While I saw progress for the group as a whole initially, only a few of the 27 students even neared the 90% target and when we took a break for 5 weeks, the skills slipped. Furthermore, the students who got close primarily did so by using such extreme ranges, that they (and I) felt the conclusion was they didn’t really know much about the questions. I sought to see if students who felt they were comfortable working with numbers did better, but they did not. Students who self-described themselves as analytical did somewhat better but it was not a strong relationship. Nevertheless, the students indicated for the most part they liked the exercises. It helped them realize they were overconfident and it made them think about estimation and uncertainty.
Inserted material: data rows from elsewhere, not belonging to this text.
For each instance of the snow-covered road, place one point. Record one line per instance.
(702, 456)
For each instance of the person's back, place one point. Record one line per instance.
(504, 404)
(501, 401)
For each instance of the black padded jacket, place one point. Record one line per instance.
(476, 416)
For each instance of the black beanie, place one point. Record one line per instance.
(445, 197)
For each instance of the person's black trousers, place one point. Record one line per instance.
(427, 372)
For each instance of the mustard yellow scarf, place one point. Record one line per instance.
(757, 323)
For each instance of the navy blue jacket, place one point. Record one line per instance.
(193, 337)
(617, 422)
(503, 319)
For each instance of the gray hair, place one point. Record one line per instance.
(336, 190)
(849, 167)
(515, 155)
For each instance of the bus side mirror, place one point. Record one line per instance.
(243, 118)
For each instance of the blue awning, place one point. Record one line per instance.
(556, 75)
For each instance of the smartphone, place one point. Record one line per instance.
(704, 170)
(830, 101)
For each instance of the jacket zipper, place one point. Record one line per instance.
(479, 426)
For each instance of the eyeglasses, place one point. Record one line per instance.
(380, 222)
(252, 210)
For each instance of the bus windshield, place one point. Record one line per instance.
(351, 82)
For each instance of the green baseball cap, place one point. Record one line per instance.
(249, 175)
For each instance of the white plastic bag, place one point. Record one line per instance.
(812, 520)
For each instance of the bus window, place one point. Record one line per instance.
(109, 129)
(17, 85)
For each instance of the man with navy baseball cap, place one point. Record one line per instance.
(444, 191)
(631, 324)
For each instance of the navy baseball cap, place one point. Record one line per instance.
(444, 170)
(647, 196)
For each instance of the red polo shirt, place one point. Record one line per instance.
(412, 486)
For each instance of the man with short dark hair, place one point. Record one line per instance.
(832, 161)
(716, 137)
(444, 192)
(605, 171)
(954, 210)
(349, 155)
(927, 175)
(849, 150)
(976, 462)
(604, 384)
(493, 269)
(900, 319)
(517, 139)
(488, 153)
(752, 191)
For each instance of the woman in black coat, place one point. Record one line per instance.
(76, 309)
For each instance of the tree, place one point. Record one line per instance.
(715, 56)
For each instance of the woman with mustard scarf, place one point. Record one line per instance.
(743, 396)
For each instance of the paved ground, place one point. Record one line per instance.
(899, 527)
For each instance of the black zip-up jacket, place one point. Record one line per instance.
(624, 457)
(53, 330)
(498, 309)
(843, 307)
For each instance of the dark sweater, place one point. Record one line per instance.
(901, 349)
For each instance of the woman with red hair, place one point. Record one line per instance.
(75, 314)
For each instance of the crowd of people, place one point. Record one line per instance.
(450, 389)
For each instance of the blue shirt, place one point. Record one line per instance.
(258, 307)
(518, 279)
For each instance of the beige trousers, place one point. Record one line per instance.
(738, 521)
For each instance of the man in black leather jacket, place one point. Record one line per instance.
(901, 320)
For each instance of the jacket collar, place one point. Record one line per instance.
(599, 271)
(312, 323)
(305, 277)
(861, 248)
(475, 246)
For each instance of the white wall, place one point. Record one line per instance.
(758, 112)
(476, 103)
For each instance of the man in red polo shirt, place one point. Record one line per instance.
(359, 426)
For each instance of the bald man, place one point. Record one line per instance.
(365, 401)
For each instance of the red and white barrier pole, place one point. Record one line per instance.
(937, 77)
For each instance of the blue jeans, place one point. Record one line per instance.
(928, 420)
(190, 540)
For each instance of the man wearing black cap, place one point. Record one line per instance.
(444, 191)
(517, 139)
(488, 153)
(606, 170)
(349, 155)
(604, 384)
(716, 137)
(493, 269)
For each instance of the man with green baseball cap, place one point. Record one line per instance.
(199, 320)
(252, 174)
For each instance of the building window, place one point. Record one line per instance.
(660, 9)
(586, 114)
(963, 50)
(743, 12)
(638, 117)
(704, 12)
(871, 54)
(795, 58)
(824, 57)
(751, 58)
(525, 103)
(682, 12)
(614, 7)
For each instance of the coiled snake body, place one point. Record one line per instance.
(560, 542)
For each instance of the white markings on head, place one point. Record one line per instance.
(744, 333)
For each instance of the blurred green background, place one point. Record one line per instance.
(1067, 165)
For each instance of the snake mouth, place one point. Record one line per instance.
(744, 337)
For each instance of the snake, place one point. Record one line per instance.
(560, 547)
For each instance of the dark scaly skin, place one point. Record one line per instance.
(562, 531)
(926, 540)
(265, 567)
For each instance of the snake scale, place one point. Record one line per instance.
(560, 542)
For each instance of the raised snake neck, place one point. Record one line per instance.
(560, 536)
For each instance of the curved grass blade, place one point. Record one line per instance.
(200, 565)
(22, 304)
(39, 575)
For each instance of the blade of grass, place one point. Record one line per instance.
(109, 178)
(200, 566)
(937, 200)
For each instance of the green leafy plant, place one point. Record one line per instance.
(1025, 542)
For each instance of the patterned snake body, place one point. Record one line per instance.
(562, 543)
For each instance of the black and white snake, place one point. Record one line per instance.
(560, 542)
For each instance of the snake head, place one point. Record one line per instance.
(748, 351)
However, making progress on getting more calibrated for the most part eluded them. I recognize that unlike the scenarios you described in the book, these students are not in the business of estimation and indeed many of them are quite possibly adverse to such estimating. But I argued they all nevertheless would estimate in their professional careers (public and nonprofit management).

I’m planning on doing this again but I wanted to pose two questions.

1. One strategy for “getting calibrated” at the 90% level is to choose increasingly wider ranges, even to the point where they seem ridiculous. For example on a question about the height of Mt. Everest in miles above sea level, one student put 0.1 miles to 100,000 miles. While strictly speaking this was a range that captured the true value, its usefulness as an uncertainty range is probably approaching zero. However from the students’ perspectives, answering in this way was getting them closer to the 90% confidence range that I was pushing on them. (Even with such ranges, many students were still at 50-70%.) What would your response be to this strategy if you saw it being used and what might I as an instructor suggest to improve this? Is the conclusion to be left with, you don’t know anything if you have to choose wide ranges? Are there other measures we should combine with this such as the width of the confidence intervals? Are there other mental exercises besides those in the book that might help?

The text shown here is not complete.